Remington and Davis reached Havana in early January 1897; Remington stayed just six days.

Before leaving for New York by passenger steamer, Remington supposedly cabled Hearst, stating:

“Everything is quiet. There will be no war. I wish to return.”

Hearst is said to have replied:

Please remain. You furnish the pictures, and I’ll furnish the war.”

But Remington didn’t remain in Cuba.

He promptly returned to New York, where his sketches received prominent display in Hearst’s Journal. They appeared beneath such flattering headlines as:

“Cuban War Sketches Gathered in the Field by Frederic Remington; The Gifted Artist, Visiting Cuba Especially for the Journal.”

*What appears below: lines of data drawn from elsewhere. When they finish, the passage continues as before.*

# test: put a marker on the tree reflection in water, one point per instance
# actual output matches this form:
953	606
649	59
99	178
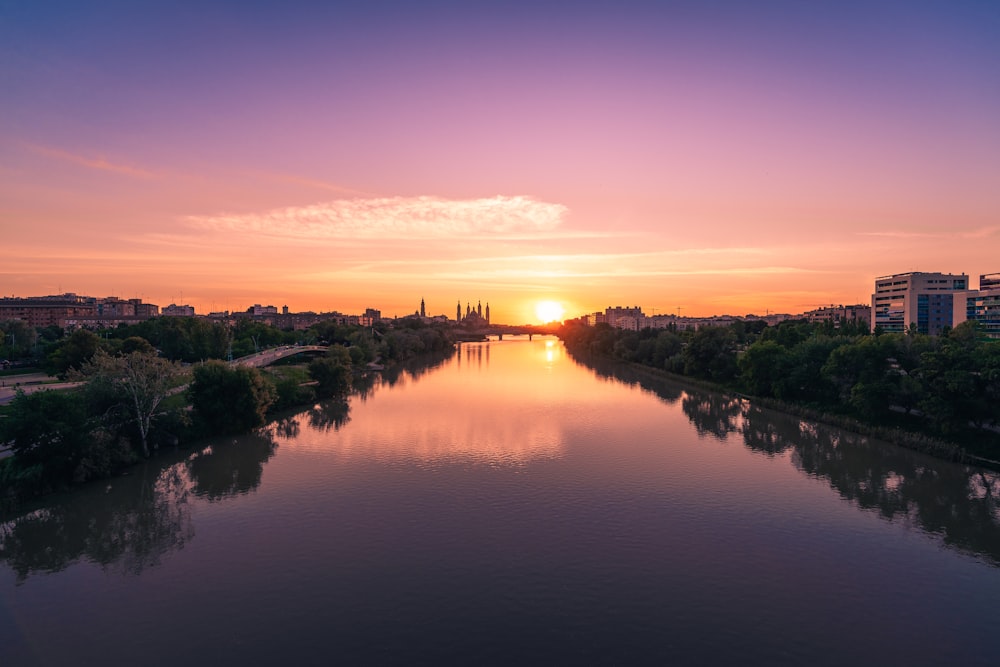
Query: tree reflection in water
327	415
126	525
959	504
231	466
712	414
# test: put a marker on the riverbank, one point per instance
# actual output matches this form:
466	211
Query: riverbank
894	434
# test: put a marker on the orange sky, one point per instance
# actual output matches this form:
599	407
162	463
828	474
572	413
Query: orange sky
726	162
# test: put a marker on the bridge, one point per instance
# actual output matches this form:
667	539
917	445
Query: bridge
501	330
269	356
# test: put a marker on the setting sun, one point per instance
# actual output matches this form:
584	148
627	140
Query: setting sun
549	311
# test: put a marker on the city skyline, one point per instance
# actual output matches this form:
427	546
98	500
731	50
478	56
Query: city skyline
773	157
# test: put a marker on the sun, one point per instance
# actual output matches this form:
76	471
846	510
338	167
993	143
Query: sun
549	311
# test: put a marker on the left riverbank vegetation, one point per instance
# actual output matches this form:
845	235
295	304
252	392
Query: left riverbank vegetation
939	394
168	381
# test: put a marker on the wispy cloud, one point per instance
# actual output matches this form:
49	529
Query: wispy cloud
979	233
396	217
313	183
97	162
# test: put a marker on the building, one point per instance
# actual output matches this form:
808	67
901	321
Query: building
178	311
982	305
922	300
838	314
474	317
612	315
45	311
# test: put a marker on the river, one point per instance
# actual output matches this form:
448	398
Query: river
510	505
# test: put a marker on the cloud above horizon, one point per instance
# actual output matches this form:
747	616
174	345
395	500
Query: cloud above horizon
411	218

That’s scarcely the kind of tribute Hearst would have given a wayward artist who ignored instructions to “remain” in Cuba.

I further note in Getting It Wrong that the myth about Hearst’s vow “lives on despite an irreconcilable internal inconsistency: It would have been absurd for Hearst to vow to ‘furnish the war’ because war — specifically, the Cuban rebellion against Spain’s colonial rule — was the very reason Hearst sent Remington to Cuba in the first place.”

Anyone reading U.S. newspapers in early 1897 “would have been well aware,” I point out, “that Cuba was a theater of a nasty war” of rebellion.

Not only that, but the artifacts — the telegrams reputedly exchanged by Remington and Hearst — have never surfaced. Spanish censors closely monitored incoming and outgoing telegraphic traffic in Havana and they surely would have intercepted and called attention to Hearst’s incendiary message, had it been sent.

For those and other reasons, the tale about the Remington-Hearst exchange is surely apocryphal — a myth too often presented as fact.

The “Learning Network” isn’t off the hook by couching its reference to the purported Remington-Hearst exchange as “legend.” If the blog had doubts about the veracity of Heart’s purported vow, then it ought not have mentioned it in the first place.